Thursday, August 26, 2010

Revisit on the 2s10s curve trade


Some readers send me comments on the relative value trade I posted yesterday. One of them opine that the 20+ year is a better bet. However, I disagree. 2s10s and 10s30s are driven by different fundamentals and their move can vary quite a bit. I believe the belly of the curve is the prime area to put on a flattening trade. The Fed on hold scenario has been priced in by the market, and it extends along the curve  from in to out . Meanwhile, the purchases of  Treasury from the payoffs of MBS and agencies are concentrated on the 5-10 sectors. Therefore, we need to pick this most juicy part of the curve.

Another reader ask me about the size of the trade, which is a great point worth mentioning. On a pure curve trade, the position should be duration neutral. In other words, the dollar duration of 2s and 10s of the trade needs to be the same. 2s duration is around 1.9, 10s duration is around 8 at current yield. Given that IEF's bond investments are in the 7-10 year sectors, the duration of it should be somewhere between 6-8. Today's market value of SHY and IEF are 84 and 99, respectively. So the unit ratio is approximately 4.4. In other words, you need to short 4.4 units of SHY for each unit long in IEF. When rate changes, the ratio will change as well due to the convexity of fixed income instruments. However, that won't be too big of a problem, the dollar duration match should get you the bulk part of  trade idea.
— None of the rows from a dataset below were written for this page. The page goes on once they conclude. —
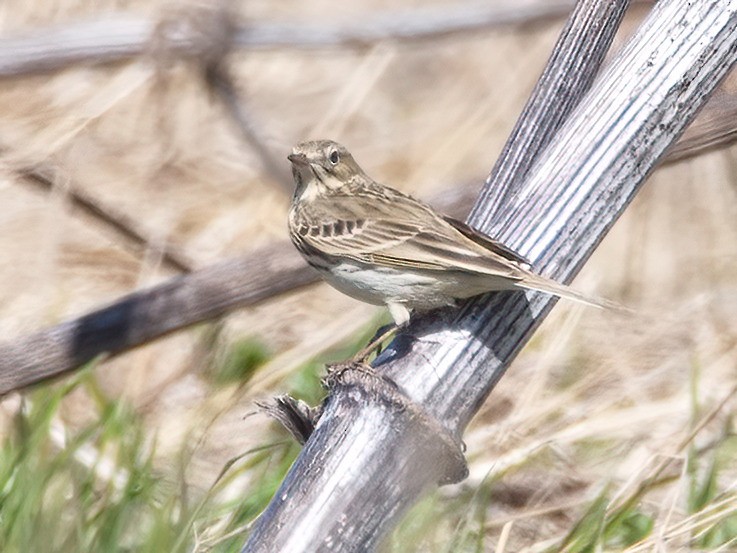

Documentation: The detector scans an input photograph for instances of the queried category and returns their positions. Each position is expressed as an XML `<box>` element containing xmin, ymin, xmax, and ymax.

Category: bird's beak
<box><xmin>287</xmin><ymin>152</ymin><xmax>309</xmax><ymax>166</ymax></box>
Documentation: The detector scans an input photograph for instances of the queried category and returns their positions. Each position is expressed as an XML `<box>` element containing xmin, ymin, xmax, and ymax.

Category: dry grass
<box><xmin>0</xmin><ymin>1</ymin><xmax>735</xmax><ymax>551</ymax></box>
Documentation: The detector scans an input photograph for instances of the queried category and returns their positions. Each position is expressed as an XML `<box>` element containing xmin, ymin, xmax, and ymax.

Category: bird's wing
<box><xmin>300</xmin><ymin>198</ymin><xmax>523</xmax><ymax>277</ymax></box>
<box><xmin>300</xmin><ymin>214</ymin><xmax>441</xmax><ymax>267</ymax></box>
<box><xmin>441</xmin><ymin>215</ymin><xmax>530</xmax><ymax>267</ymax></box>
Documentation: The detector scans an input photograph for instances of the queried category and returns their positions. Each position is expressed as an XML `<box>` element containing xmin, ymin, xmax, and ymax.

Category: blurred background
<box><xmin>0</xmin><ymin>1</ymin><xmax>736</xmax><ymax>551</ymax></box>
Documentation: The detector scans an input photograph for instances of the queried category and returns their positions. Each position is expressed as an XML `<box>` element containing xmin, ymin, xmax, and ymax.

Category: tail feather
<box><xmin>514</xmin><ymin>273</ymin><xmax>627</xmax><ymax>312</ymax></box>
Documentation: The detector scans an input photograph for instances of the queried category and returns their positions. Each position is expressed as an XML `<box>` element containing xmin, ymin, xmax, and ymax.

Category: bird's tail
<box><xmin>514</xmin><ymin>273</ymin><xmax>627</xmax><ymax>312</ymax></box>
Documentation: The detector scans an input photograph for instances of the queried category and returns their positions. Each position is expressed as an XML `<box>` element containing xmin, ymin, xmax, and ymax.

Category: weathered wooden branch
<box><xmin>473</xmin><ymin>0</ymin><xmax>621</xmax><ymax>221</ymax></box>
<box><xmin>242</xmin><ymin>0</ymin><xmax>737</xmax><ymax>551</ymax></box>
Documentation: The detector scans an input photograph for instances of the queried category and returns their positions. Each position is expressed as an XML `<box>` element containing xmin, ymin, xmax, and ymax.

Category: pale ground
<box><xmin>0</xmin><ymin>1</ymin><xmax>736</xmax><ymax>550</ymax></box>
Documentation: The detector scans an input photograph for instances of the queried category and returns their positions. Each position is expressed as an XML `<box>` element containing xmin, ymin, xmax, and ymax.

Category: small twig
<box><xmin>14</xmin><ymin>162</ymin><xmax>195</xmax><ymax>273</ymax></box>
<box><xmin>206</xmin><ymin>66</ymin><xmax>293</xmax><ymax>193</ymax></box>
<box><xmin>256</xmin><ymin>395</ymin><xmax>323</xmax><ymax>445</ymax></box>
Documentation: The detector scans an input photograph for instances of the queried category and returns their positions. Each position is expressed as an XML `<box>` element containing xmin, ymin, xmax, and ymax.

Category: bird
<box><xmin>287</xmin><ymin>140</ymin><xmax>614</xmax><ymax>345</ymax></box>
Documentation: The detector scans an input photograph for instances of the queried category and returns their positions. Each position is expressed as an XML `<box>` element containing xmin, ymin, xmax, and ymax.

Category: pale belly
<box><xmin>318</xmin><ymin>261</ymin><xmax>471</xmax><ymax>310</ymax></box>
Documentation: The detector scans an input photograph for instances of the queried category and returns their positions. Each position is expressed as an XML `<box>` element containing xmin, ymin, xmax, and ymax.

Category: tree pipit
<box><xmin>288</xmin><ymin>140</ymin><xmax>615</xmax><ymax>360</ymax></box>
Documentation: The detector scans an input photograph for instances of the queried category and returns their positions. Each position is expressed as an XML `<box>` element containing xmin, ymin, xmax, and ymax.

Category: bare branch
<box><xmin>234</xmin><ymin>1</ymin><xmax>577</xmax><ymax>49</ymax></box>
<box><xmin>0</xmin><ymin>17</ymin><xmax>148</xmax><ymax>77</ymax></box>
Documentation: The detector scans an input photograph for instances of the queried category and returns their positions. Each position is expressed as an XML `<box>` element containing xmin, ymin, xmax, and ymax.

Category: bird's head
<box><xmin>287</xmin><ymin>140</ymin><xmax>365</xmax><ymax>202</ymax></box>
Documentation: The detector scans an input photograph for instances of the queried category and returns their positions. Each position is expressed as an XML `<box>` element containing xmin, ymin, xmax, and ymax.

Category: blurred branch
<box><xmin>160</xmin><ymin>5</ymin><xmax>296</xmax><ymax>195</ymax></box>
<box><xmin>667</xmin><ymin>73</ymin><xmax>737</xmax><ymax>162</ymax></box>
<box><xmin>0</xmin><ymin>183</ymin><xmax>477</xmax><ymax>396</ymax></box>
<box><xmin>0</xmin><ymin>242</ymin><xmax>309</xmax><ymax>394</ymax></box>
<box><xmin>14</xmin><ymin>162</ymin><xmax>195</xmax><ymax>273</ymax></box>
<box><xmin>0</xmin><ymin>2</ymin><xmax>576</xmax><ymax>79</ymax></box>
<box><xmin>242</xmin><ymin>1</ymin><xmax>737</xmax><ymax>551</ymax></box>
<box><xmin>233</xmin><ymin>1</ymin><xmax>577</xmax><ymax>48</ymax></box>
<box><xmin>205</xmin><ymin>65</ymin><xmax>294</xmax><ymax>193</ymax></box>
<box><xmin>4</xmin><ymin>4</ymin><xmax>735</xmax><ymax>161</ymax></box>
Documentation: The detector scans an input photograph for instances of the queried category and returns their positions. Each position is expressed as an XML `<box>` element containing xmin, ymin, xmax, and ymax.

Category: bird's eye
<box><xmin>328</xmin><ymin>150</ymin><xmax>340</xmax><ymax>165</ymax></box>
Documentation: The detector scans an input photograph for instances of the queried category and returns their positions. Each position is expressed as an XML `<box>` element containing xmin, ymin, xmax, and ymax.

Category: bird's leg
<box><xmin>351</xmin><ymin>324</ymin><xmax>398</xmax><ymax>363</ymax></box>
<box><xmin>368</xmin><ymin>322</ymin><xmax>395</xmax><ymax>351</ymax></box>
<box><xmin>351</xmin><ymin>303</ymin><xmax>410</xmax><ymax>363</ymax></box>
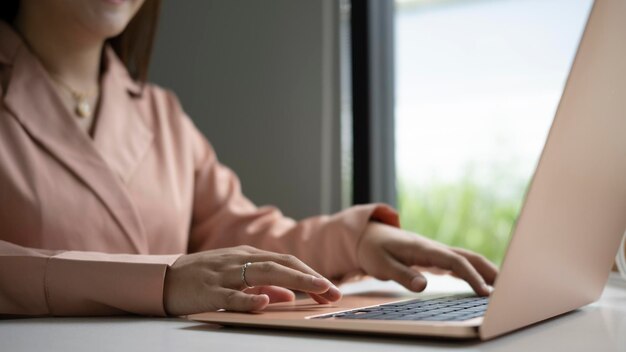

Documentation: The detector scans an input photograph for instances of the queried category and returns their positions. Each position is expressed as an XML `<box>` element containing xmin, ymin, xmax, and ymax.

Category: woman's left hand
<box><xmin>357</xmin><ymin>222</ymin><xmax>498</xmax><ymax>296</ymax></box>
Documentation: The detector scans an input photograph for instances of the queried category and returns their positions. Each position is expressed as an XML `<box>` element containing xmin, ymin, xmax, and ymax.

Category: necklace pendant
<box><xmin>76</xmin><ymin>99</ymin><xmax>91</xmax><ymax>118</ymax></box>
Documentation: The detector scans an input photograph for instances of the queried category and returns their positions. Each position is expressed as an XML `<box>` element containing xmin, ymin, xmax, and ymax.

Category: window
<box><xmin>394</xmin><ymin>0</ymin><xmax>592</xmax><ymax>264</ymax></box>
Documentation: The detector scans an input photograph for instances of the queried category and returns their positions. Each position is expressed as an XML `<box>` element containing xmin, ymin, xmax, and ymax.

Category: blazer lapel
<box><xmin>2</xmin><ymin>37</ymin><xmax>149</xmax><ymax>253</ymax></box>
<box><xmin>92</xmin><ymin>48</ymin><xmax>154</xmax><ymax>185</ymax></box>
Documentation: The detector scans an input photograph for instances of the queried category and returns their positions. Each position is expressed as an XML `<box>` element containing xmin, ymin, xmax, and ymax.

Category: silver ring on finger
<box><xmin>241</xmin><ymin>262</ymin><xmax>254</xmax><ymax>289</ymax></box>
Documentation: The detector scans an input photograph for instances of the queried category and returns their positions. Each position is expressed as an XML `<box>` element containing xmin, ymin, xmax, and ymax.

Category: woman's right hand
<box><xmin>163</xmin><ymin>245</ymin><xmax>342</xmax><ymax>316</ymax></box>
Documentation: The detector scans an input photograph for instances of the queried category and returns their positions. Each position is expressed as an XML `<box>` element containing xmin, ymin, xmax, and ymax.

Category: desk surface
<box><xmin>2</xmin><ymin>274</ymin><xmax>625</xmax><ymax>352</ymax></box>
A step further is to express views on both the curve and the rates. My view is that the 10s rates can tank further to 2% level. For this bull flattening trade, you can long one unit of IEF and short less than 4.4 units of SHY, depending on your risk appetite. The less risk averse you are, the further away from 4.4 units you should be shorting. However, no matter what, remember to adjust the ratio back to approximately 4.4 after  we get clear signal that rates have hit the bottom.